Not only was NMSN's mission important to Sue on a personal level she also saw it as part of something bigger than herself.

"Gone are the days when families can thrive on one salary. Like everyone else, most military families rely on two salaries to make ends meet. If a military spouse wants or needs to work, they should be able to," she says.

"When less than one percent of our population serves in the military," she continues, "we need to be able to not only recruit the best and the brightest but also retain them."

"We lose out as a nation when service members leave the force because their spouse is unable to find employment. We see it as a national security issue."

"The NMSN team has worked tirelessly to jumpstart the discussion and keep the challenges affecting military spouses top of mind. We have elevated the conversation to Congress and the White House," she continues. "I'm so proud of the fact that corporations, the government, and the general public are increasingly interested in the issues affecting military spouses and recognizing the employment roadblocks they unfairly have faced."

"We have collectively made other people care, and in doing so, we elevated the issues of military spouse unemployment to a national and global level," she adds. "In the process, we've also empowered military spouses to advocate for themselves and our community so that military spouse employment issues can continue to remain at the forefront."

Not only has NMSN become a sought-after leader in the military spouse employment space, but Sue has also seen the career she dreamed of materializing for herself.
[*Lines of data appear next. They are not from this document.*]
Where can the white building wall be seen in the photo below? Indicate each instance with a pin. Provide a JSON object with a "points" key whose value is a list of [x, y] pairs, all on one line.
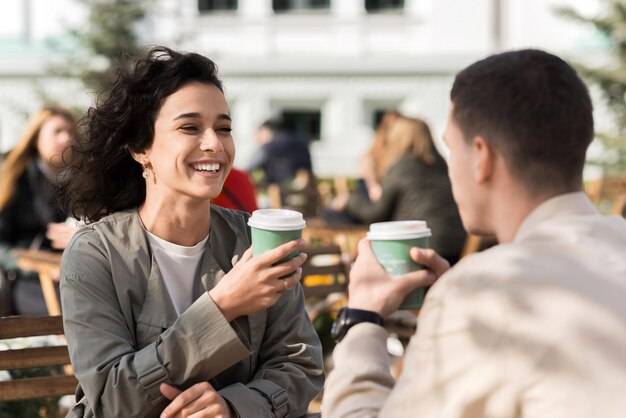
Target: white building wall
{"points": [[344, 61]]}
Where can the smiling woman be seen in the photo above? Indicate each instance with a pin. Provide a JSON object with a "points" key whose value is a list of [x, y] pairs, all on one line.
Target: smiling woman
{"points": [[166, 311]]}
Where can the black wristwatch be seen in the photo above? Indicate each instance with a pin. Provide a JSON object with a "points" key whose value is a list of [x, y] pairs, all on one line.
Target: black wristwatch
{"points": [[347, 318]]}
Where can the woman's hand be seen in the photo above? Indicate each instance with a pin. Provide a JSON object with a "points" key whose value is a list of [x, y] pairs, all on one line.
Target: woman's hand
{"points": [[200, 400], [255, 284]]}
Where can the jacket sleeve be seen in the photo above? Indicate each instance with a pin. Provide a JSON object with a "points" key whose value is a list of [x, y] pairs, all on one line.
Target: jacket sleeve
{"points": [[290, 372], [366, 211], [119, 380], [360, 382]]}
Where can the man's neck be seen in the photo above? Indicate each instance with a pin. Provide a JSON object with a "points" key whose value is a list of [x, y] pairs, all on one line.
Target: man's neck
{"points": [[512, 206]]}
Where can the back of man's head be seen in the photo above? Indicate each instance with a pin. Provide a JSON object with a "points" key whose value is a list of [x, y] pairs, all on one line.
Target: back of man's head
{"points": [[533, 109]]}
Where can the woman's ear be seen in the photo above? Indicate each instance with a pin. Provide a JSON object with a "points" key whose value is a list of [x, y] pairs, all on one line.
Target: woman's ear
{"points": [[140, 157], [484, 159]]}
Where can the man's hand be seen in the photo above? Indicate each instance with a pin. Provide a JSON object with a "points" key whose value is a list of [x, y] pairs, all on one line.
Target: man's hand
{"points": [[371, 288], [200, 400]]}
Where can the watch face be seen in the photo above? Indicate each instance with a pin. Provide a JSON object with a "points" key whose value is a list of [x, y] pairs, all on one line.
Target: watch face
{"points": [[338, 330]]}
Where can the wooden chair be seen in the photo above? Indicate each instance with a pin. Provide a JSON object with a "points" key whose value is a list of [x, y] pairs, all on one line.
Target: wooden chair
{"points": [[324, 271], [45, 263], [63, 383]]}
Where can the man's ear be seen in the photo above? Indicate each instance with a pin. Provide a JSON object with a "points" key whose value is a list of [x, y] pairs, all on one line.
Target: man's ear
{"points": [[484, 159]]}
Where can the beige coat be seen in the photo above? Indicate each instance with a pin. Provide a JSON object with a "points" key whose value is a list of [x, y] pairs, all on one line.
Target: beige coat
{"points": [[125, 338], [534, 328]]}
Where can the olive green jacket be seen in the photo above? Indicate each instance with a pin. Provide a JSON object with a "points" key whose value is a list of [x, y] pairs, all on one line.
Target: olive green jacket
{"points": [[125, 338]]}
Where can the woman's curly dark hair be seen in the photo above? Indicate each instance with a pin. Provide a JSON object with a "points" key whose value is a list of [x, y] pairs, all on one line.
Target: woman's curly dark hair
{"points": [[103, 176]]}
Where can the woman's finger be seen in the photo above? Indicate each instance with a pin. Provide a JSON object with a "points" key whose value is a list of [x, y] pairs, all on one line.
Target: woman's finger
{"points": [[185, 398]]}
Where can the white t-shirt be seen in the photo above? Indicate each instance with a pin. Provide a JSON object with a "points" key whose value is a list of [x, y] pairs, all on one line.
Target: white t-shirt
{"points": [[178, 265]]}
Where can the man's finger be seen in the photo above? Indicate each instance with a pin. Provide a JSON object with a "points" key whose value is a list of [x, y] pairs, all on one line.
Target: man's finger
{"points": [[414, 280], [282, 251], [430, 259], [170, 392]]}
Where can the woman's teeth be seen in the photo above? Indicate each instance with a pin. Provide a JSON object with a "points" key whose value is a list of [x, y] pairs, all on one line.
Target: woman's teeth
{"points": [[211, 168]]}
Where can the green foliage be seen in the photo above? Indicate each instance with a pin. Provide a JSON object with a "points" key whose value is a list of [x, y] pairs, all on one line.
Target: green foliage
{"points": [[91, 52], [610, 78]]}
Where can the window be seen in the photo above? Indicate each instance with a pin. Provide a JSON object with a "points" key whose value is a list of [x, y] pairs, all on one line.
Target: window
{"points": [[208, 6], [283, 6], [307, 123], [377, 6]]}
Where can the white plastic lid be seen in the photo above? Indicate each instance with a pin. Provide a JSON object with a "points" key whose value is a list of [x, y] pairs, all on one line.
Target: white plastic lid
{"points": [[276, 220], [398, 230]]}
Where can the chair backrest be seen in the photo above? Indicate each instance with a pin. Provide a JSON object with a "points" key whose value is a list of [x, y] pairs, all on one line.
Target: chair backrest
{"points": [[324, 271], [63, 383]]}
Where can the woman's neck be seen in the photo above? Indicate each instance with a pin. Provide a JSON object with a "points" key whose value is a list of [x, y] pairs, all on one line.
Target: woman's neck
{"points": [[180, 223]]}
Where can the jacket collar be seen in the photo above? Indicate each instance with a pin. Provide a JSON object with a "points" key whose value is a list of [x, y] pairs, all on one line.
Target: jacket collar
{"points": [[158, 308], [567, 204]]}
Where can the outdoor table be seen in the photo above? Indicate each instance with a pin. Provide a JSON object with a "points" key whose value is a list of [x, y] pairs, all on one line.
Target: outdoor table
{"points": [[319, 232], [47, 264]]}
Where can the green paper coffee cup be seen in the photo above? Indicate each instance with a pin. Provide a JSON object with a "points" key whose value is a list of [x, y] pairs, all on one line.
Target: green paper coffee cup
{"points": [[391, 242], [273, 227]]}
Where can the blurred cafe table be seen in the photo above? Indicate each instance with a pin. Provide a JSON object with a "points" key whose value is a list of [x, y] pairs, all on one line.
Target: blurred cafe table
{"points": [[319, 232], [46, 264]]}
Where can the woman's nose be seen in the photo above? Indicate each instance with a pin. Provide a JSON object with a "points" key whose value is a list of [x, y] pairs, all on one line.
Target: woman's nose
{"points": [[211, 142]]}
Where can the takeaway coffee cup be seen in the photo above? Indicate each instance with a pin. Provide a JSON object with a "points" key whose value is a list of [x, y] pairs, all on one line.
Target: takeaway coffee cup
{"points": [[273, 227], [391, 242]]}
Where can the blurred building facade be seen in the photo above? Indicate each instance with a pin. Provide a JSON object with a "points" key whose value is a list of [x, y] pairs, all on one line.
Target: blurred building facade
{"points": [[329, 67]]}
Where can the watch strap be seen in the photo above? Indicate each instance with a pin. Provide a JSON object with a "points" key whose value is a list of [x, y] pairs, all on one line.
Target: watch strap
{"points": [[349, 317]]}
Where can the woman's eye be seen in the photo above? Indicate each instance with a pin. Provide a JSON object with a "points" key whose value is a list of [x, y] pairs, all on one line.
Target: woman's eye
{"points": [[189, 128]]}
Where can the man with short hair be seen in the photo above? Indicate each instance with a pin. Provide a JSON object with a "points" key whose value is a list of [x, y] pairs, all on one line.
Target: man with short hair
{"points": [[533, 327]]}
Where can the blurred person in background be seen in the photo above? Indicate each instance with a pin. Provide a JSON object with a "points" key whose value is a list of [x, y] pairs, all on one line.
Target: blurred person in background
{"points": [[30, 216], [371, 168], [166, 312], [415, 185], [281, 154], [238, 192], [533, 327]]}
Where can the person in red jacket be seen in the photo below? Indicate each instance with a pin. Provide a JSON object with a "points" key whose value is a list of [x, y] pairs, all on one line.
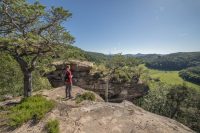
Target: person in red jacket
{"points": [[68, 81]]}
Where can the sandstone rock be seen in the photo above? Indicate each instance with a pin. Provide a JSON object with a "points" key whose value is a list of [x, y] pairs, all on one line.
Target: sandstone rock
{"points": [[86, 80], [101, 117]]}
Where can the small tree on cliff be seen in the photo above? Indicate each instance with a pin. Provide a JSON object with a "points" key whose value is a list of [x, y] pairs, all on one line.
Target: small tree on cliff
{"points": [[29, 31]]}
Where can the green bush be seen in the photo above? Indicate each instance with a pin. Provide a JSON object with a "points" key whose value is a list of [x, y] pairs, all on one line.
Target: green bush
{"points": [[53, 126], [85, 96], [34, 107]]}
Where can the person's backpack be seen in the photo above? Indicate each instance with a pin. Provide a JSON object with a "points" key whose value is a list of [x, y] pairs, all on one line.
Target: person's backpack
{"points": [[66, 76]]}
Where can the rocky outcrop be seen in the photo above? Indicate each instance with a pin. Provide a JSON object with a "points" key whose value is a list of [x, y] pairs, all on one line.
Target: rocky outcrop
{"points": [[101, 117], [82, 77]]}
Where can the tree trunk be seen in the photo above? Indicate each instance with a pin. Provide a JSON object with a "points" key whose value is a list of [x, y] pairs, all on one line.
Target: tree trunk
{"points": [[27, 83]]}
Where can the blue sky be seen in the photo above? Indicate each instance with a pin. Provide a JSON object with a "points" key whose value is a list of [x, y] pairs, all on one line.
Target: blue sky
{"points": [[133, 26]]}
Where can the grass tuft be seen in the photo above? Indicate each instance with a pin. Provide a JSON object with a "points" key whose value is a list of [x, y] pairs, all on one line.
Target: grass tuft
{"points": [[85, 96], [34, 108], [52, 126]]}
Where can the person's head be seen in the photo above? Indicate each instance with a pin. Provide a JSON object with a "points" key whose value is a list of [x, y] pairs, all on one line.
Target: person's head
{"points": [[68, 67]]}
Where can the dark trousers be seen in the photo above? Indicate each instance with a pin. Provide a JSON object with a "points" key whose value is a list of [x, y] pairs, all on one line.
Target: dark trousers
{"points": [[68, 89]]}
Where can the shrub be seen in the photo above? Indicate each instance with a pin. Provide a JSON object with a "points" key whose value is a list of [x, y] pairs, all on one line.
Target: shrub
{"points": [[85, 96], [34, 107], [52, 126]]}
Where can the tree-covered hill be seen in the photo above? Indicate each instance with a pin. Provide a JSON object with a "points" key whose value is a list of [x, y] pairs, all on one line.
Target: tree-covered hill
{"points": [[191, 74], [175, 61]]}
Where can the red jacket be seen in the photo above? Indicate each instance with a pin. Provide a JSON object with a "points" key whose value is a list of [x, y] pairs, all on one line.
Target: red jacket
{"points": [[69, 76]]}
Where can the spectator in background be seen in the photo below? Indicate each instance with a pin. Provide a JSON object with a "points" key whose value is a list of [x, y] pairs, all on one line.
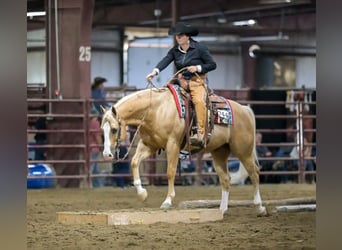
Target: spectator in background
{"points": [[98, 93], [95, 140], [308, 163]]}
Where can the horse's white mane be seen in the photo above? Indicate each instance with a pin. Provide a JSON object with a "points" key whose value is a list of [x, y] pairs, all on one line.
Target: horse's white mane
{"points": [[125, 98]]}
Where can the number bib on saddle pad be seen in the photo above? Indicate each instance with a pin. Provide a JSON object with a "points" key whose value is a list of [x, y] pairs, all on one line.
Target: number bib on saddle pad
{"points": [[223, 116], [222, 110]]}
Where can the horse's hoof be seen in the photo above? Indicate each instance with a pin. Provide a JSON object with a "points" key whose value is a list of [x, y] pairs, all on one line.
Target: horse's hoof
{"points": [[224, 211], [166, 205], [262, 211], [143, 195]]}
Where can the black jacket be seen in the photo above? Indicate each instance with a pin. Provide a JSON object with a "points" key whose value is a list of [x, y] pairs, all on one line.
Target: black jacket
{"points": [[197, 54]]}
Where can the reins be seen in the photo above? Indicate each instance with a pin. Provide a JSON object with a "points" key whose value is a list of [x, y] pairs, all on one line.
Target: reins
{"points": [[138, 128]]}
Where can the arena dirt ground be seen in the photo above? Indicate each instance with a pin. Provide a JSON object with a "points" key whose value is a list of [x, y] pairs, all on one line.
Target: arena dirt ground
{"points": [[240, 228]]}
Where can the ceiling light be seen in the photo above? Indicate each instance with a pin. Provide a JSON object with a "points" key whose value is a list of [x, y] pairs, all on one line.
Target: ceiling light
{"points": [[35, 13], [249, 22]]}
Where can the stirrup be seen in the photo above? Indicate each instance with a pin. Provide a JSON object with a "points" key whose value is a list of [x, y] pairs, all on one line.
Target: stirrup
{"points": [[195, 141]]}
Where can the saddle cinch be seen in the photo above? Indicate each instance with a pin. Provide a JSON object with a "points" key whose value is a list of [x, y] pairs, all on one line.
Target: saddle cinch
{"points": [[219, 111]]}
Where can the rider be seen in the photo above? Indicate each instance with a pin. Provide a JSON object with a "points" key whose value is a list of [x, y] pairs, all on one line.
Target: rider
{"points": [[197, 61]]}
She was recently invited to participate in the public re-launch of Joining Forces, a White House initiative supporting military and veteran families, with First Lady Dr. Jill Biden.

She has also had two of her recommendations for practical solutions introduced into legislation just this year. She was the first in the Air Force community to show leadership the power of social media to reach both their airmen and their military families.

That is why Sue is one of Tory Burch's "Empowered Women" this year. The $5,000 donation will be going to The Madeira School, a school that Sue herself attended when she was in high school because, she says, "the lessons I learned there as a student pretty much set the tone for my personal and professional life. It's so meaningful to know that the donation will go towards making a Madeira education more accessible to those who may not otherwise be able to afford it and providing them with a life-changing opportunity."

Most military children will move one to three times during high school so having a continuous four-year experience at one high school can be an important gift. After traveling for much of her formative years, Sue attended Madeira and found herself "in an environment that fostered confidence and empowerment. As young women, we were expected to have a voice and advocate not just for ourselves, but for those around us."